In the second quarter of this year, we have observed a mid-cycle growth pause in the U.S and abroad. However, while corporate profit growth is beginning to soften, GDP growth figures are being revised upward, demonstrating that the economy has been growing solidly with only modest inflation, despite high oil and commodity prices. The dollar began to strengthen especially against the Euro, as signs of economic slowing were particularly pronounced in Germany and Italy, while France rejected the European constitution. There were some signs of slowing in China thanks to government tightening of credit in that booming region, but in general, the economic outlook both there and in the U.S is still sanguine. U.S. business investment is still growing at a double digit pace, job creations have driven unemployment down to 5.1%, inflation still remains tame despite rising commodity costs, personal income growth is still strong, consumption remains elevated, and consumer confidence is relatively robust highlighted by strong housing start numbers and existing home sales. On the negative side, economic growth is slowing from its breakneck pace of last year, debt in the U.S. is burgeoning, localized housing market bubbles have emerged, wage and price inflation pressures may be building, oil prices may begin to act as a brake on the economy, and manufacturing and leading indicators are declining.
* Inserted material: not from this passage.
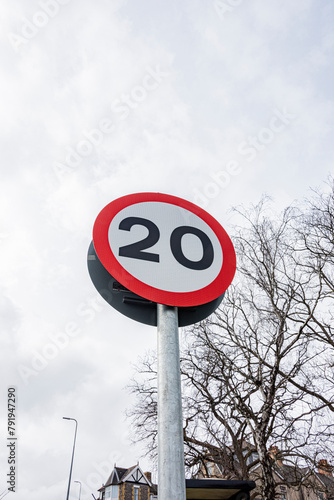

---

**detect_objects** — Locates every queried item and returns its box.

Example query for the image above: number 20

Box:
[118,217,214,271]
Alan Greenspan raised rates for the ninth time since last year at the last meeting of the Federal Reserve. Prior to that meeting he suggested that any recent signs of weakness “are likely to be transitory” and that it would be “a mistake to overreact to comparatively small number of disappointing indicators.” Fed officials are like to repeat the rhetoric we have seen over the past year that they are likely to keep raising the rate at a “measured” pace going forward. Since 1945, the average economic expansion has lasted for around five years. The current expansion is 3.5 years old. Whether we are in the middle of the game, or in a later inning, the economic cycle is maturing, and when a cycle matures, large cap stocks that can provide solid earnings growth with or without a booming economy are where funds tend to flow. Large cap blue chip stocks have been in the doldrums for the last five years, while small cap and beaten down value stocks have outperformed. Even if the economy were to head into a downturn at some point, the high dividend yields and stability of earnings offered by blue chips will serve to cushion the downside.

For the first half of 2005, the Dow declined 4.7%, the S&P fell 1.7%, and the Nasdaq lost 2.2%.